When I install PyTorch via Conda with conda install pytorch torchvision torchaudio pytorch-cuda=12.4 -c pytorch -c nvidia, I am able to use CUDA devices out of the box, without installing anything at a system level. However, it seems that torch.utils.cpp_extension.load_inline will not work without some further setup. Through trial and error, I have found that I need to (A) install CUDA on the system outside of Conda, and (B) install gcc_linux-64 and gxx_linux-64 through Conda.

Without (A), I get various errors when attempting to compile CUDA code with cpp_extension.load_inline, e.g. No such file or directory <nv/target> or missing header files when including Cub/Thrust. Without (B), I get the error GLIBCXX_3.4.32' not found.

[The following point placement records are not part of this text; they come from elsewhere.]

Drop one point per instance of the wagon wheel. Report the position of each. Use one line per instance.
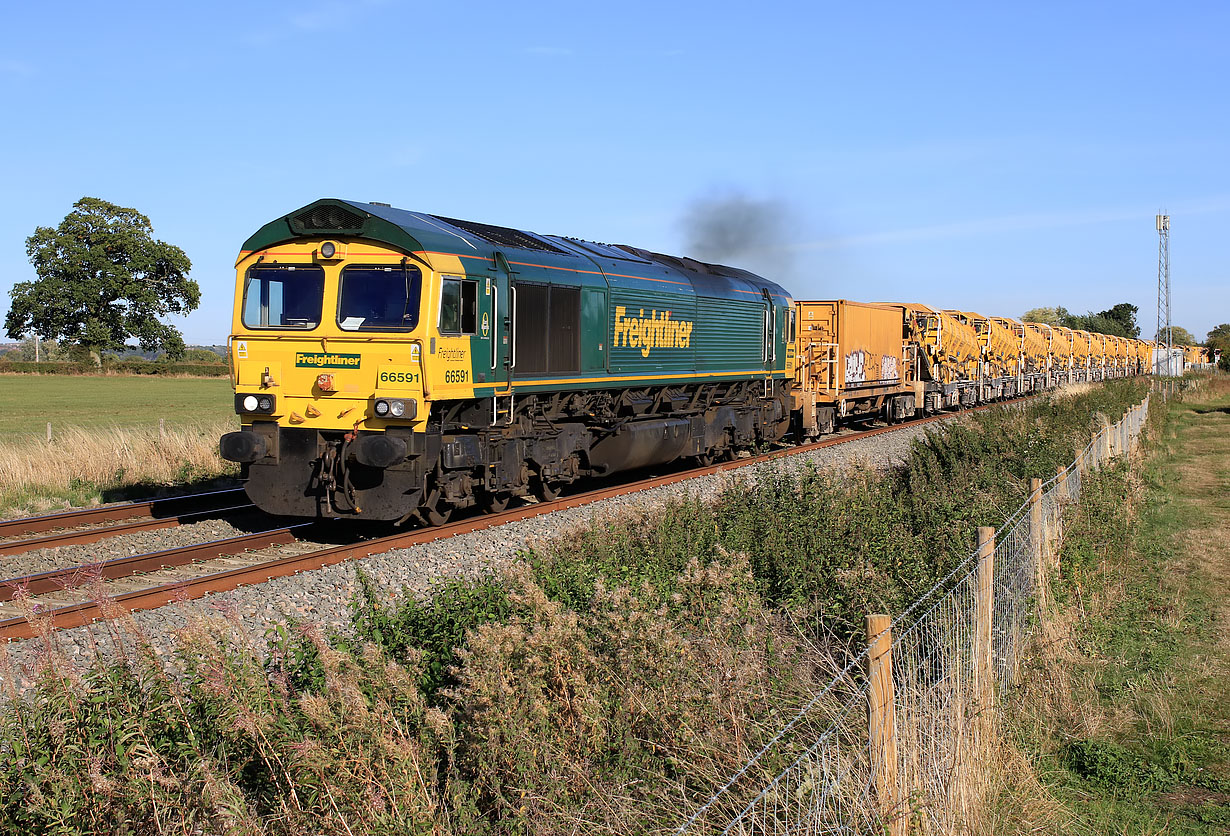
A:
(495, 503)
(434, 510)
(546, 491)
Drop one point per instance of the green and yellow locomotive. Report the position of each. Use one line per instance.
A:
(391, 364)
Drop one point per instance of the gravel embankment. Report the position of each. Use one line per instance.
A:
(322, 596)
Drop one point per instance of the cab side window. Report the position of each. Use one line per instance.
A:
(459, 306)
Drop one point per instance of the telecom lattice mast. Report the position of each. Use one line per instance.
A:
(1165, 331)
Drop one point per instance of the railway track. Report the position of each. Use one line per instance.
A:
(79, 595)
(94, 524)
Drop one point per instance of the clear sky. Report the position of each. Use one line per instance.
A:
(988, 156)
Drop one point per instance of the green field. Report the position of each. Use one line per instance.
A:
(27, 402)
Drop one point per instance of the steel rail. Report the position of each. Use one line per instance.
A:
(79, 615)
(164, 507)
(124, 567)
(95, 535)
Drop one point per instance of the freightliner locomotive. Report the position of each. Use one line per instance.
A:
(392, 364)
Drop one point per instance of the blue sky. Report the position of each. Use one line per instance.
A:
(987, 156)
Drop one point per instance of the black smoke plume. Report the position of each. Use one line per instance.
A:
(742, 231)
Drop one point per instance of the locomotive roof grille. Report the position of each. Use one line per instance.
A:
(327, 218)
(502, 236)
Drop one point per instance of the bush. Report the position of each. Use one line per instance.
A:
(608, 682)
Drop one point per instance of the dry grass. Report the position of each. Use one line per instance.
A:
(81, 466)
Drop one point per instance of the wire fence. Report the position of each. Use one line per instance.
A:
(897, 738)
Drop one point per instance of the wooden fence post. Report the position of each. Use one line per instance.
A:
(983, 612)
(1038, 537)
(882, 722)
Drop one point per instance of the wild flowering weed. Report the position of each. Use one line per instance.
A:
(605, 685)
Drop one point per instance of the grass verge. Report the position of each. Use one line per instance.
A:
(607, 685)
(106, 440)
(1126, 714)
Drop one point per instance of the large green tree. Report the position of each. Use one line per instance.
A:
(1220, 338)
(1180, 336)
(103, 279)
(1052, 316)
(1124, 315)
(1119, 320)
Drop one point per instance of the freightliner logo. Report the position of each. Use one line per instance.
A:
(650, 332)
(327, 360)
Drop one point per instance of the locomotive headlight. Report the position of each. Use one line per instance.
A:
(395, 408)
(255, 403)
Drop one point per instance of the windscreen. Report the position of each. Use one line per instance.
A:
(283, 296)
(379, 298)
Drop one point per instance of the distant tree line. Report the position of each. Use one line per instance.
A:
(1119, 321)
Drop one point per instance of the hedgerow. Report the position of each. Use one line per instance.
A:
(607, 684)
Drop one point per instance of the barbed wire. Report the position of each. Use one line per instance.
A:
(936, 711)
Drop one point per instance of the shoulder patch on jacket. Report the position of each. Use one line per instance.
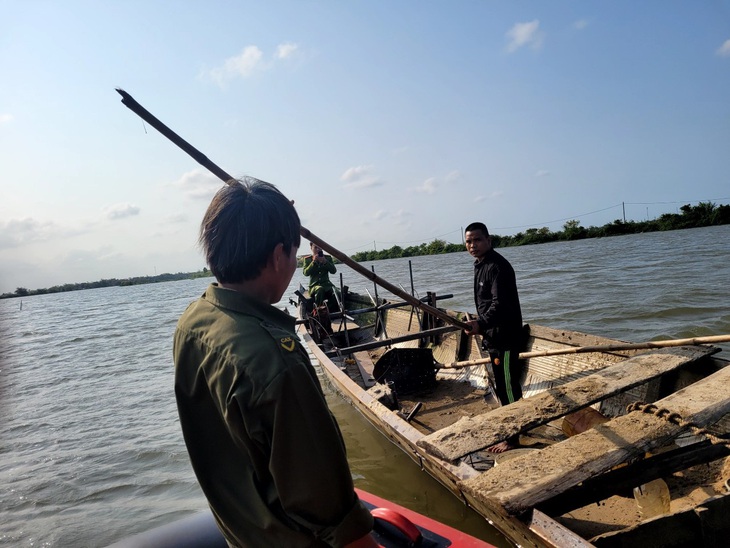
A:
(287, 343)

Are these requirements correct, and if so are they documented anywhere (I couldn’t see anything specific in the docs besides needing to install ninja)? If it’s correct that CUDA needs to be installed at the system level, then this could be quite annoying in terms of version mismatches, and I don’t really see why this would be necessary for cpp_extension but not anything else. I did try installing cuda-toolkit and cuda-cccl via Conda, but to no avail.

1 Like

In case anyone comes across this in the future, I did eventually find out how to make cpp_extension.load_inline use the version of CUDA installed through Conda:

The issue is that nvidia::cuda-toolkit doesn’t have all the necessary headers, but conda-forge::cuda-toolkit does, so you need to install the conda-forge version instead (I have no idea why these are different). The conda-forge version will also result in which nvcc returning the version in your conda env, which enables cpp_extension.py to find it (so you don’t need to manually set the CUDA_HOME environment variable like you do with nvidia::cuda-toolkit).

My understanding from the Conda Section in the CUDA Installation Guide is that nvidia::cuda is the preferred way to install all available packages for native CUDA development.

I also had issues with missing cuda_runtime.h and <nv/target> for nvidia::cuda==12.4. But the newest nvidia::cuda also includes nvidia::cuda-runtime which solved all issues for me.

To compile against the same runtime as the pytorch installation, you can explicitly include its path:

from nvidia.cuda_runtime.include import __path__ as CUDA_RUNTIME_INCLUDES # .../site-packages/nvidia/cuda_runtime/include/

This should work for nvidia-cuda-runtime-cu12, and other dependencies of PyTorch which are distributed as pip wheels (see Sec. 7 of CUDA Installation Guide).